Moshe Adler:
> When British economists David Ricardo and Adam Smith
> examined this question 200 years ago, they concluded
> that what a person earns is determined not by what the
> person has produced but by that person's bargaining
> power. Why? Because production is typically carried out
> by teams of workers, managers and machines, and the
> contribution of each member cannot be separated from
> that of the rest. ...

While this theory is right, supply & demand still play a role, not as
complete determinants but as constraints.

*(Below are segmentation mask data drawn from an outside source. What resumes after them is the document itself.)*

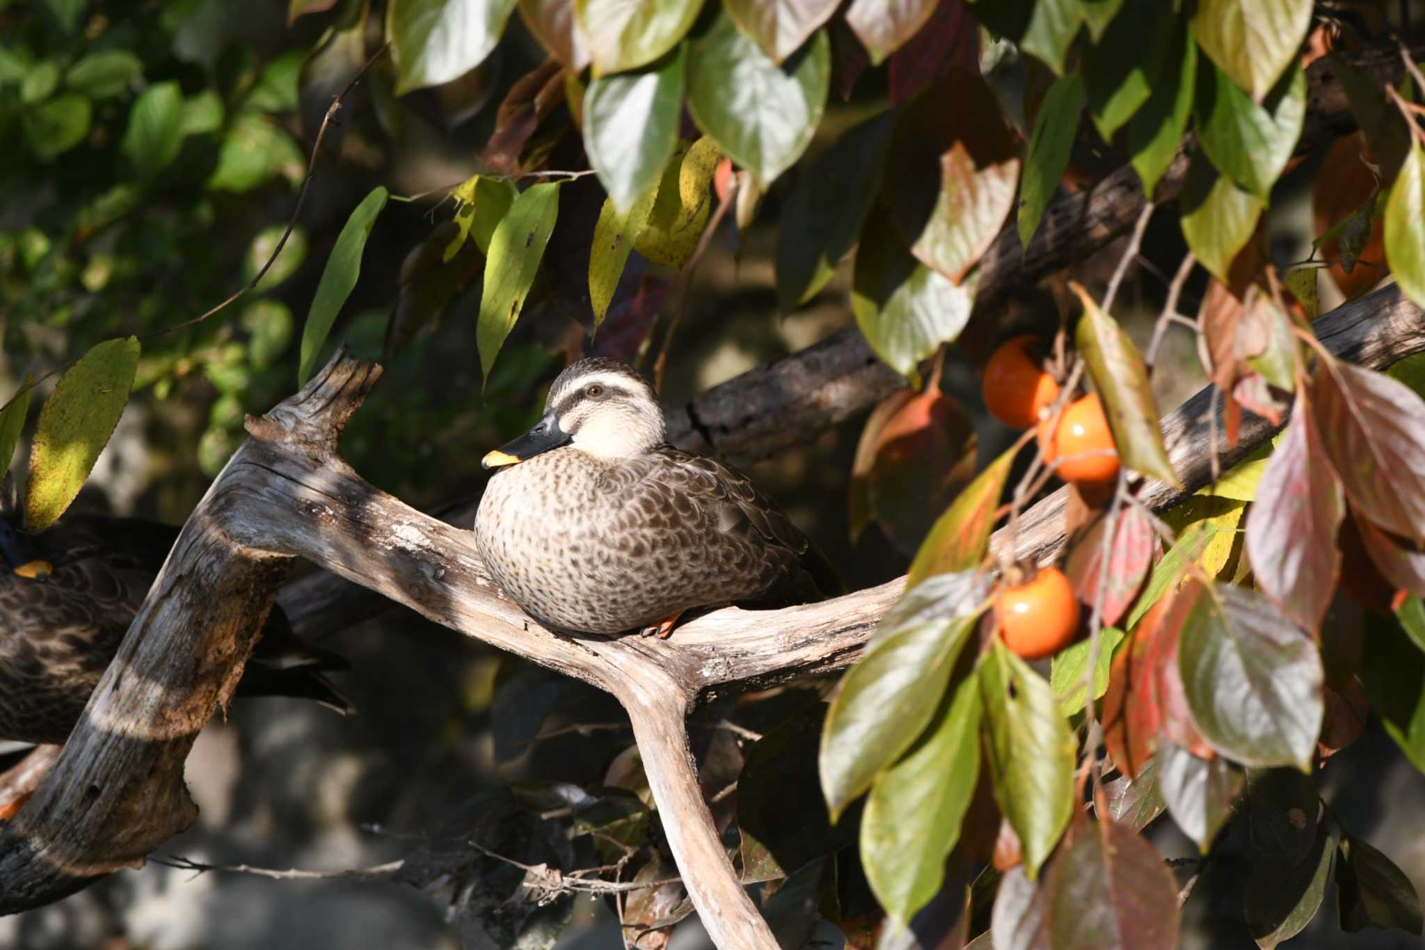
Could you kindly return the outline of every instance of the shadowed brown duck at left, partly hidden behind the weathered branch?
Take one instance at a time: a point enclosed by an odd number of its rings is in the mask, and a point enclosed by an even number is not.
[[[0,739],[63,745],[148,595],[178,528],[142,518],[70,514],[23,528],[14,483],[0,483]],[[276,605],[238,695],[352,704],[323,674],[345,658],[302,641]]]

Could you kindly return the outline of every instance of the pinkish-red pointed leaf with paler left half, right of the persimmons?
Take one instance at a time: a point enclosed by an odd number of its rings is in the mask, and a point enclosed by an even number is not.
[[[1247,557],[1261,590],[1315,635],[1341,574],[1335,546],[1345,497],[1327,459],[1307,395],[1267,460],[1247,514]]]

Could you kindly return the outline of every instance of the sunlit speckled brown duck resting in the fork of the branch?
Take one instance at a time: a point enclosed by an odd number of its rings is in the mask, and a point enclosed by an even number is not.
[[[494,473],[476,547],[526,614],[566,634],[667,638],[688,611],[841,593],[821,551],[745,474],[665,433],[647,379],[586,357],[554,379],[529,432],[484,456]]]

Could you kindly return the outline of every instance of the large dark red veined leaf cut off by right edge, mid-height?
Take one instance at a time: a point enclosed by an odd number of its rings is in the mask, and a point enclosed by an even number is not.
[[[1425,400],[1405,383],[1322,360],[1317,424],[1347,497],[1381,528],[1425,541]]]

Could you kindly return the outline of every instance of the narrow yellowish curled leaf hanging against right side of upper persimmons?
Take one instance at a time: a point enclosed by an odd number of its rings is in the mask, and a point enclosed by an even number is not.
[[[1143,355],[1119,322],[1077,283],[1070,285],[1083,301],[1083,316],[1074,343],[1089,366],[1089,379],[1103,400],[1113,443],[1123,464],[1168,484],[1181,486],[1167,449],[1163,447],[1161,414],[1143,365]]]

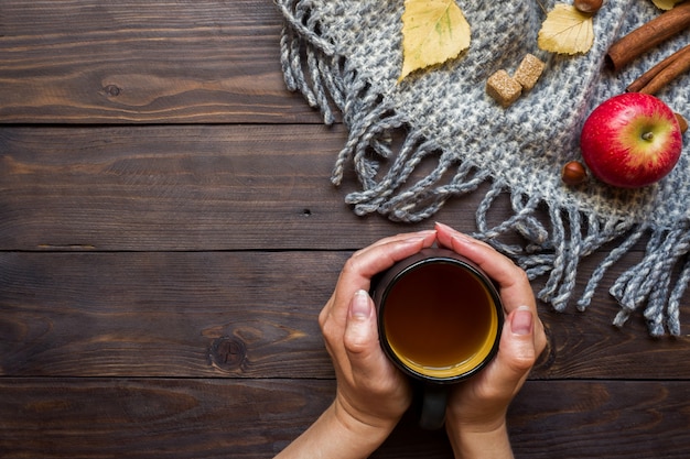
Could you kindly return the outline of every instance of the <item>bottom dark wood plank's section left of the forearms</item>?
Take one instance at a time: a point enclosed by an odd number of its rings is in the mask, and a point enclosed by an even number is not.
[[[328,404],[324,381],[0,380],[0,457],[269,458]]]

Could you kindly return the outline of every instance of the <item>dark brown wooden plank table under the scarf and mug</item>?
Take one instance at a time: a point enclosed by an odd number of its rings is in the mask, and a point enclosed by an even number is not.
[[[285,90],[280,28],[259,0],[0,2],[1,458],[268,458],[328,405],[343,263],[432,223],[344,204],[345,129]],[[473,231],[478,199],[434,218]],[[613,327],[624,267],[584,314],[540,305],[517,457],[690,457],[688,326]],[[405,418],[375,457],[451,452]]]

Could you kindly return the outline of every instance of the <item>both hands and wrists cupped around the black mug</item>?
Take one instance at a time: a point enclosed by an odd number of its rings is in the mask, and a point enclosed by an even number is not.
[[[445,428],[457,458],[510,458],[506,412],[546,347],[535,295],[522,270],[488,244],[436,223],[357,251],[346,262],[319,323],[337,378],[333,404],[280,455],[365,458],[392,431],[412,401],[407,376],[384,353],[371,277],[423,248],[451,249],[482,267],[499,287],[505,324],[499,351],[475,376],[453,387]]]

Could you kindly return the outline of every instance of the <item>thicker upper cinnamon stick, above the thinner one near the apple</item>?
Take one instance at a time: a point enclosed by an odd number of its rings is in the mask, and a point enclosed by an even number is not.
[[[643,53],[686,31],[689,26],[690,1],[684,1],[611,45],[606,54],[606,64],[612,69],[619,70]]]

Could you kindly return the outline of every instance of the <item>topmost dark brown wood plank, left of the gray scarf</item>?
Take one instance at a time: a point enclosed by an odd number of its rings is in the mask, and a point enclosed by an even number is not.
[[[270,1],[3,0],[0,122],[320,122]]]

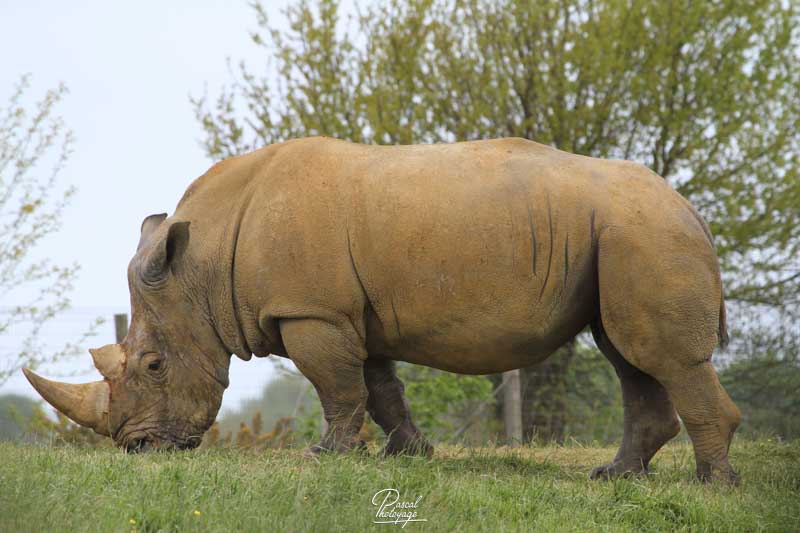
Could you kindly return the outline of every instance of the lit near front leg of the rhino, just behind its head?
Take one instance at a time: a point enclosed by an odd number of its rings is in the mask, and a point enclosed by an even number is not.
[[[359,446],[367,388],[364,384],[366,349],[350,327],[316,319],[280,322],[289,357],[317,389],[328,430],[307,450],[343,452]]]

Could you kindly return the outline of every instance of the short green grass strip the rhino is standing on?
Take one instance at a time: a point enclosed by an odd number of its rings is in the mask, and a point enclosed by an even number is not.
[[[608,447],[464,449],[433,460],[211,449],[118,450],[0,443],[0,531],[392,531],[385,488],[432,531],[800,530],[800,443],[735,442],[740,487],[694,479],[691,448],[667,446],[648,478],[590,481]]]

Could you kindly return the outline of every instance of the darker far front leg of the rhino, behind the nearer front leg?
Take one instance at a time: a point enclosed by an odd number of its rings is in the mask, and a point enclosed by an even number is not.
[[[369,358],[364,362],[364,380],[369,391],[367,411],[386,433],[384,455],[422,455],[431,457],[431,446],[411,420],[403,382],[397,377],[394,361]]]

First, a corporate executive is limited first by the fact that his or
(rarely) her earnings can't be so high over a sustained period that it
depresses the pay-out to stockholders or the investment of retained
earnings. While an executive could rape a company's balance sheet and
then run (to put the loot into a diversified portfolio), this isn't a
general phenomenon (because there is some self-regulation by
stockholders, etc.)

Second, if an executive's salary is pushed significantly below that
paid to similar execs in the same sector, there will be a loss of
talent to the corporation -- the executive would vote with his or her
feet. There are market forces at work here, but these top executives
are in a labor-power market that's completely separated from the
labor-power markets that the vast, vast majority of people face.
(They're part of what 19th century economist John Cairnes called a
"non-competing group.)

There's a clear conclusion from the second point: instead of
regulating the salaries (and perks!) of a small sub-set of the top
executives, _all_ of their salaries should be controlled.  Even
better, replace these folks with committees of workers, citizens,
consumers, and government representatives and put them to doing
productive labor.
-- 
Jim Devine / "Segui il tuo corso, e lascia dir le genti." (Go your own
way and let people talk.) -- Karl, paraphrasing Dante.